Both of these large works inspire a great deal of thought, but I found the smaller pieces more powerful, and more satisfying visually. In these intensely worked wall constructions, with their unexpected images and combinations of meaning-laden materials, Logan lets hot feeling flare behind his designerly cool. Even in his most layered paintings, Logan has always used very clean lines and sharp edges. While intellectually I could never doubt his strength of purpose, I couldn't feel the passion of it--the way the work looked was too slick. These wall sculptures, however, are a different matter.
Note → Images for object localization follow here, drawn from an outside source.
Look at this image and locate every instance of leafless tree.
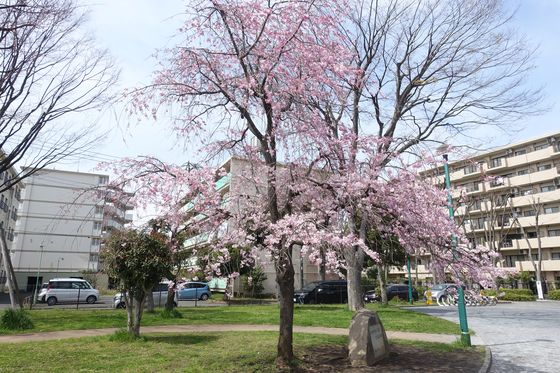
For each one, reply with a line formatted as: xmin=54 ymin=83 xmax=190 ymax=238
xmin=0 ymin=0 xmax=118 ymax=194
xmin=512 ymin=196 xmax=544 ymax=298
xmin=313 ymin=0 xmax=542 ymax=310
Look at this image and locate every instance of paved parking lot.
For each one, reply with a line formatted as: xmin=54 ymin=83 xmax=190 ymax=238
xmin=407 ymin=302 xmax=560 ymax=373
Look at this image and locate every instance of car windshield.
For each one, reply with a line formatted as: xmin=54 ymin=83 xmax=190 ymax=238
xmin=431 ymin=284 xmax=447 ymax=290
xmin=302 ymin=282 xmax=319 ymax=291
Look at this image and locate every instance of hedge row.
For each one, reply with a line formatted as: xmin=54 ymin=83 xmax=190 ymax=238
xmin=548 ymin=290 xmax=560 ymax=300
xmin=481 ymin=288 xmax=536 ymax=301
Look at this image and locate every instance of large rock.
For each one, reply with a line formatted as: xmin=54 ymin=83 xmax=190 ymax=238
xmin=348 ymin=308 xmax=389 ymax=366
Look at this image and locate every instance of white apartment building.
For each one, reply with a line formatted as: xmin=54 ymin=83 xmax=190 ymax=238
xmin=12 ymin=169 xmax=132 ymax=291
xmin=392 ymin=132 xmax=560 ymax=289
xmin=0 ymin=164 xmax=23 ymax=290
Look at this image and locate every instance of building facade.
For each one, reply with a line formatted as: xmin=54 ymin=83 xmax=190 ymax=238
xmin=392 ymin=132 xmax=560 ymax=288
xmin=12 ymin=169 xmax=132 ymax=291
xmin=0 ymin=164 xmax=23 ymax=291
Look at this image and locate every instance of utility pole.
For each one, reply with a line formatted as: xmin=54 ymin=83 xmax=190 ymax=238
xmin=442 ymin=153 xmax=471 ymax=346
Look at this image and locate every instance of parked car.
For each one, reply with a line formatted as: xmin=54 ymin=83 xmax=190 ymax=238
xmin=113 ymin=282 xmax=178 ymax=309
xmin=177 ymin=282 xmax=211 ymax=301
xmin=363 ymin=289 xmax=379 ymax=303
xmin=428 ymin=283 xmax=457 ymax=302
xmin=36 ymin=282 xmax=49 ymax=302
xmin=294 ymin=280 xmax=347 ymax=304
xmin=363 ymin=284 xmax=419 ymax=303
xmin=42 ymin=278 xmax=99 ymax=306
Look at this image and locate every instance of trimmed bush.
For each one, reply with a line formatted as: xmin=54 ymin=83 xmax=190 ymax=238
xmin=1 ymin=309 xmax=34 ymax=330
xmin=501 ymin=288 xmax=534 ymax=297
xmin=501 ymin=293 xmax=536 ymax=301
xmin=480 ymin=289 xmax=497 ymax=297
xmin=548 ymin=290 xmax=560 ymax=300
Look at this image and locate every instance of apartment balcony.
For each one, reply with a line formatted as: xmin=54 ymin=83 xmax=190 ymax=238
xmin=484 ymin=177 xmax=511 ymax=192
xmin=511 ymin=189 xmax=560 ymax=208
xmin=516 ymin=211 xmax=560 ymax=227
xmin=216 ymin=173 xmax=231 ymax=192
xmin=509 ymin=167 xmax=559 ymax=189
xmin=515 ymin=259 xmax=560 ymax=272
xmin=184 ymin=232 xmax=211 ymax=248
xmin=498 ymin=236 xmax=560 ymax=251
xmin=389 ymin=264 xmax=431 ymax=275
xmin=507 ymin=145 xmax=560 ymax=168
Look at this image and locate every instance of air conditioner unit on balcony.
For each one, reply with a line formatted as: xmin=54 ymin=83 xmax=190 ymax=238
xmin=548 ymin=137 xmax=557 ymax=144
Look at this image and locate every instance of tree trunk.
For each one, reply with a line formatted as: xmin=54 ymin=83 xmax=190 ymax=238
xmin=377 ymin=264 xmax=388 ymax=305
xmin=165 ymin=281 xmax=176 ymax=310
xmin=346 ymin=252 xmax=364 ymax=311
xmin=0 ymin=228 xmax=21 ymax=309
xmin=146 ymin=291 xmax=154 ymax=312
xmin=132 ymin=296 xmax=145 ymax=337
xmin=319 ymin=247 xmax=326 ymax=281
xmin=125 ymin=293 xmax=134 ymax=335
xmin=275 ymin=245 xmax=295 ymax=368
Their ideas are more subtle, and while the shapes are still rigidly controlled and ordered, the relationships of the materials and the way they are physically put together gives these pieces a visceral impact that I had never previously felt from Logan's work.
There are seven pieces here made in forms similar to reliquaries, and they bring to mind the differing meanings of the word "relic." There's the precious meaning, as in a saint's or martyr's relics. "Elk Creek," with its heavy hook and massive hank of hemp rope preserves the memory of a lynched life; "Lessons," with its Aunt-Jemima head and 15 pairs of breasts honors all the black women who had the vital force suckled out of them.
But "relic" also conveys the idea of something--not always valuable--leftover from the past, detritus that perhaps should be let go. In some of the other works, is there just a hint that maybe we all hold too tightly to those remnants of the past?
"Power" includes a heavy spring scale hanging like a phallus below a grid of little plaques, each a relief image of penis and testicles. This surely is not still the only way to measure power. And in "Some Get/Got Away," where dark ovals float free below an imprisoned Jemima mask, is there a faint message of hope? Might one day we all get away from slavery and stereotype, if we resist the pull of unconscious bias?